Interview with Dr. Lewis Porter
LP: In my opinion, all of Coltrane's music is great and profound and brilliant, and comes from a real consciousness of what music can be and can accomplish. Regarding the late work of Coltrane, I try to make the case that it's too easily dismissed in terms of "well, at that time he was into LSD, so he obviously didn't know what he was doing." Or, "well, he was playing with that noisy band with Pharaoh Sanders, etc." In the book, I try to say, "forget about the LSD, forget about the band, just listen to what he's playing. It is so coherent, so brilliant, and so profound, it's impossible to maintain that he didn't know what he was doing. And then, if you read his statements of the time, which are very clear- he describes what he's trying to do musically, there's a rationale, a plan- then, my feeling is that I have a good case there, that he's very aware of what he's trying to do musically, and that it does cohere. But I will admit that it's hard to hear how much sense his playing makes in the context of that band, because that band was a bit noisy- I've got to be honest about that! So, it does take a special effort to concentrate on his own playing.
AAJ: That's a very good point. Also, I would add that your analysis of his later music is, to me, a very profound contribution to the understanding of jazz.
LP: Thanks. I appreciate that.
AAJ: For me, you demonstrate quite clearly that in his "avant-garde" phase, and throughout his career, Coltrane wasn't just blowing tunes, so to speak, but that he was a consummate artist at a very high level of creativity.
LP: Very much so.
AAJ: As you know, I am by profession a psychologist, and so of course I'm very interested in your interpretations of the emotional sources of Coltrane's virtual obession with music and the saxophone. Family members said that he actually slept with his saxophone! His constant practicing is legendary. So there was a very real obsession. Part of that is his genius, and part of that is an emotional complex. (I'm not using the term"obsession" as a clinical diagnosis here, but as a marked personality trait.) You attribute his musical obsession partly to coping with the deaths in the family that occurred during his early adolescence: Aunt Effie, Reverend Blair, the Reverend's wife, Alice, and John's father all died within about a year of each other, when Coltrane was about twelve years old. Then you state that the greatest loss to John was that of his father- and I would question that. You indicate earlier that his father was very unavailable and distant. You describe his father as passive and withdrawn. If, then, he wasn't available to John as a friend or mentor, why should John have felt such acute and lasting grief for his dad? So, was it the loss of his father that afflicted him so, or was it the totality of the losses as well as the profound sadness of the culture of the time with its apartheid, economic depression, etc.? Do you still feel that the loss of his father was the primary trauma?

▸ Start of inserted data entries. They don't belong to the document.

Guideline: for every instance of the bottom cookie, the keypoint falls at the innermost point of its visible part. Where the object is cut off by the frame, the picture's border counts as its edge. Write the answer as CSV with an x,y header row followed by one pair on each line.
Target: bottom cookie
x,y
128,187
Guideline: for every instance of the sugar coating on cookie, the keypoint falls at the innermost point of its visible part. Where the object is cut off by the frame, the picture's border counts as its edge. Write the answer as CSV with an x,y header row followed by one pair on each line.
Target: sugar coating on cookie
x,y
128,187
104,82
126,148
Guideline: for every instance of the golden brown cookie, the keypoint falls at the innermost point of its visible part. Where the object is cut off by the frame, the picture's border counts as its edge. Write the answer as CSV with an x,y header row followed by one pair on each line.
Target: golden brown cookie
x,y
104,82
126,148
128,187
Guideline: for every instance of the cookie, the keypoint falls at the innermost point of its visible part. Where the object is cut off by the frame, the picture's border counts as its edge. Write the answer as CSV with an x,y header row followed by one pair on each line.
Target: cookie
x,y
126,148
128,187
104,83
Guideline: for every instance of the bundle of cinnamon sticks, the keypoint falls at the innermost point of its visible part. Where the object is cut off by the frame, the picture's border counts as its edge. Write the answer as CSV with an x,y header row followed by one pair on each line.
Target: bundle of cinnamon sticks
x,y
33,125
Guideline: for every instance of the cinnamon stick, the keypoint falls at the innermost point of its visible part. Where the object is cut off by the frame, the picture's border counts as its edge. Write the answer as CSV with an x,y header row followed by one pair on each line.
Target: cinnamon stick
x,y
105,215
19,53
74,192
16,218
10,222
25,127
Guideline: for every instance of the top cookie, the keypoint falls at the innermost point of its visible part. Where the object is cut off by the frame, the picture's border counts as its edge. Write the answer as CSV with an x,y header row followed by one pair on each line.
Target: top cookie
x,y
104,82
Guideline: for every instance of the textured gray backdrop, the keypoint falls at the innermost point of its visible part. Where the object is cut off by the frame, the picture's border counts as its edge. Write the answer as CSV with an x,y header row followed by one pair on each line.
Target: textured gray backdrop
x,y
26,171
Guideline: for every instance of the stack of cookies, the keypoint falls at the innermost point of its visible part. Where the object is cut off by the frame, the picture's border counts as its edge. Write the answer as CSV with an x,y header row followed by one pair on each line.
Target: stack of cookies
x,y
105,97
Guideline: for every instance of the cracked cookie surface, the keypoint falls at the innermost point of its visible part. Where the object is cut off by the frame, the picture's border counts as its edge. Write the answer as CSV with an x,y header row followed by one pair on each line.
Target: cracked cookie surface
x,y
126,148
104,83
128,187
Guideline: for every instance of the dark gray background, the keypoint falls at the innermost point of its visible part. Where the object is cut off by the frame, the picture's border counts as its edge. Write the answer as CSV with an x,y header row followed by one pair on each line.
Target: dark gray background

LP: Do you have a private practice?
LP: I have a lifelong interest in psychology and a bachelor's in psychology and a master's in counseling. I have a bookshelf of Freud and more current things.
AAJ: Regarding Coltrane, we're talking about Erik Erikson's work on adolescence and identity formation.
LP: I did get feedback from one person who said that the idea of pinning it all on the loss of his father seemed naive and overdone. The reason I felt it might have been his father is that his father was the musical one, and maybe the one who got John interested in music. And secondly, in later years, everyone said the grandfather was the big personality in the house. But John himself doesn't talk about the maternal grandfather as someone he was very close to, but rather as a very strong presence, a dominating character- but, although he doesn't talk much about his father, he always talks about him as being a good musician in rose colored terms. Then there's Cousin Mary's comment that Coltrane used to say, "Gee, I don't even remember what daddy looked like." And I sense a kind of a yearning, a wish there. That's just a gut thing, and I could be reading it into my own life- my folks were divorced when I was three, and I always desperately missed having a dad around the house. And I could be reading into how much of an impact his dad had. But I do think that age is a critical age to lose your father- I mean, you're becoming a teen-ager.
AAJ: All loss is complex in any case. It's compounded of other losses. The truth is we need more information about his relationship to his father.